8日、打ち上げ会場となった南知多町を訪れたルスランさん夫婦。直径約12センチの花火玉にメッセージを書きました。

(ルスランさん)
「平和をウクライナに」

(若松屋 花火師 葛西喬介さん)
「ウクライナは、お祝いの時にしか花火は上がらないと聞いた。日本だと、お盆に花火大会があったり鎮魂や祈りを込めて花火が上がることがある。日本の文化も伝えて日本をより深く知っていただきたい」

日が傾くと地元の子どもたちも集まり、手持ちの花火を楽しみました。ルスランさん夫婦は生まれて初めて手にしました。そして日が暮れて打ち上げ本番。いよいよです。

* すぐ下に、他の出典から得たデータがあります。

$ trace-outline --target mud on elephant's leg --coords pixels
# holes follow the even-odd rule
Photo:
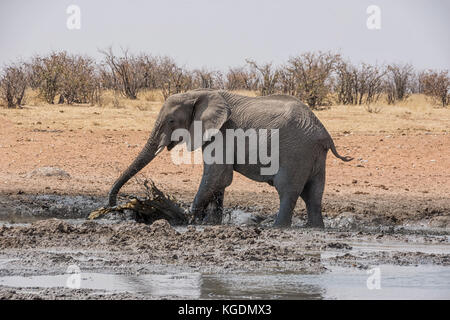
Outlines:
[[[206,207],[206,216],[203,219],[205,224],[220,224],[223,217],[223,195],[225,190],[217,191],[213,195],[213,200]]]
[[[275,219],[274,227],[287,228],[292,223],[292,211],[297,203],[298,194],[285,193],[280,195],[280,210]]]
[[[306,204],[308,213],[307,227],[323,228],[322,196],[325,187],[325,170],[316,174],[305,185],[301,197]]]
[[[216,224],[222,221],[223,196],[232,180],[232,166],[204,166],[202,181],[191,206],[194,222]]]
[[[197,193],[191,206],[194,223],[220,224],[223,215],[224,190]]]

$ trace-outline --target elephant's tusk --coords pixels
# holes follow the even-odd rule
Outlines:
[[[155,156],[157,156],[163,150],[164,150],[164,146],[159,147],[158,150],[156,150],[156,152],[155,152]]]

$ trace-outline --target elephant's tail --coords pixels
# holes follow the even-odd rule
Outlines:
[[[353,160],[352,157],[349,157],[349,156],[343,157],[343,156],[341,156],[341,155],[337,152],[336,146],[334,145],[334,141],[333,141],[333,139],[331,139],[331,138],[330,138],[330,143],[329,143],[328,148],[331,150],[331,152],[333,152],[333,154],[334,154],[334,156],[335,156],[336,158],[339,158],[339,159],[341,159],[342,161],[348,162],[348,161],[352,161],[352,160]]]

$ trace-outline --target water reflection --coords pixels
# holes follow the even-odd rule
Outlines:
[[[369,290],[367,272],[333,268],[322,274],[232,273],[115,275],[82,273],[84,289],[188,299],[449,299],[450,268],[381,266],[381,289]],[[69,275],[0,277],[11,287],[65,287]]]
[[[0,285],[11,287],[65,287],[68,275],[9,276]],[[321,299],[323,289],[283,274],[152,274],[114,275],[82,273],[80,287],[108,292],[133,292],[152,297],[189,299]]]

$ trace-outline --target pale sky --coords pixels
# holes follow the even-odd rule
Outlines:
[[[79,30],[66,27],[71,4],[81,10]],[[380,30],[366,26],[369,5],[381,9]],[[111,45],[222,71],[246,58],[279,64],[314,50],[450,69],[450,1],[0,1],[0,65],[52,50],[100,59]]]

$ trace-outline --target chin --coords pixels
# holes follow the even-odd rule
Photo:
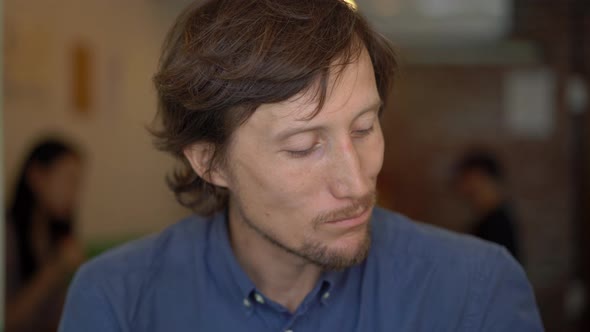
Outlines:
[[[324,270],[343,270],[362,263],[369,255],[371,238],[368,231],[357,234],[354,239],[327,248],[322,257],[318,257],[319,265]]]

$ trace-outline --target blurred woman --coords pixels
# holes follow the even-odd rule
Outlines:
[[[73,235],[82,157],[51,139],[25,160],[8,206],[5,331],[56,331],[67,284],[83,261]]]

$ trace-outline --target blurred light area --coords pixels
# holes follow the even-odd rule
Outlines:
[[[565,98],[572,113],[581,114],[588,108],[588,84],[579,75],[568,78]]]
[[[347,4],[352,6],[352,8],[354,8],[354,9],[358,8],[358,6],[356,5],[356,1],[354,1],[354,0],[344,0],[344,2],[346,2]]]
[[[359,9],[402,45],[498,41],[511,27],[512,0],[365,0]]]

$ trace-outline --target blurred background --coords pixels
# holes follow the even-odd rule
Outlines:
[[[173,160],[145,127],[161,43],[190,2],[3,0],[7,210],[31,149],[59,137],[83,160],[69,217],[85,257],[189,213],[163,181]],[[381,205],[472,233],[477,211],[457,190],[457,164],[485,149],[503,169],[502,200],[547,330],[590,331],[590,2],[355,5],[402,63],[383,118]]]

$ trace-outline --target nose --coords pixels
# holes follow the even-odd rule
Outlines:
[[[370,192],[368,177],[363,172],[360,151],[351,139],[342,140],[332,149],[331,167],[328,168],[330,190],[339,199],[357,199]]]

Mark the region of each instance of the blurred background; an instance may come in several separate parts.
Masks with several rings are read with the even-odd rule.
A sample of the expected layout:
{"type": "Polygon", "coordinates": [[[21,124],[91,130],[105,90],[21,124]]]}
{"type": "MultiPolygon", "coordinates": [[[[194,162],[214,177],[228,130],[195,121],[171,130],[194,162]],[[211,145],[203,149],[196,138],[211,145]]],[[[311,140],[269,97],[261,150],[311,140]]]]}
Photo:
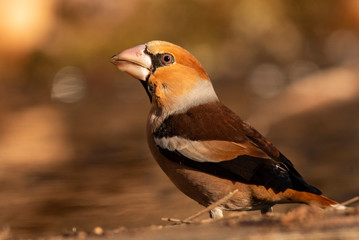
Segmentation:
{"type": "MultiPolygon", "coordinates": [[[[359,1],[0,1],[0,231],[161,224],[202,209],[145,140],[150,104],[110,57],[160,39],[311,184],[359,195],[359,1]]],[[[280,209],[279,209],[280,210],[280,209]]]]}

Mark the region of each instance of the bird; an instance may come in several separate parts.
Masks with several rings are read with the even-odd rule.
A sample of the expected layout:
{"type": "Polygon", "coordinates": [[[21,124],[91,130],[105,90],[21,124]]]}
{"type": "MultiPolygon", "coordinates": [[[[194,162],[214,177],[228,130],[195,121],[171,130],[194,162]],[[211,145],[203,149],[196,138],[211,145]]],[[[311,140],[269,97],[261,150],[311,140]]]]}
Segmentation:
{"type": "Polygon", "coordinates": [[[151,109],[147,142],[164,173],[185,195],[210,210],[273,211],[275,204],[345,208],[309,185],[270,141],[222,104],[199,61],[184,48],[154,40],[111,58],[139,80],[151,109]]]}

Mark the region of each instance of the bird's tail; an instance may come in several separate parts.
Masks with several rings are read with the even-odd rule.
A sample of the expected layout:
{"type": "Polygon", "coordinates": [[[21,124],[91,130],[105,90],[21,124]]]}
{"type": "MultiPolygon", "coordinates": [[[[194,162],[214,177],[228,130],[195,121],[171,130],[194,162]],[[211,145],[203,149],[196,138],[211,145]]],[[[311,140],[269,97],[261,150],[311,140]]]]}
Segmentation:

ウクライナの平和を願う花火。青と黄色のウクライナ国旗をイメージした花火が夜空に大輪の花を咲かせました。

(妻のリディアさん)
「爆撃のフラッシュバックは少しありましたが、お祈りの花火ということで、ウクライナのことを考えて、早く戦争が終わるように、平和になるように祈りました。」

(ルスランさん)
「未来の平和を思っていました。大きな音は喜びの音だけになってほしい」

(妻のリディアさん)
「イベントを作っていただいた方たちに、とても感謝しています」

(若松屋 花火師 葛西喬介さん)
「見てくれた方には、これをきっかけに少しでも支援をしたりとか。困っている人を助けるような活動をしてくれるとうれしい」

打ち上げられた75発の花火。遠く南知多町からウクライナの平和を祈り続けました。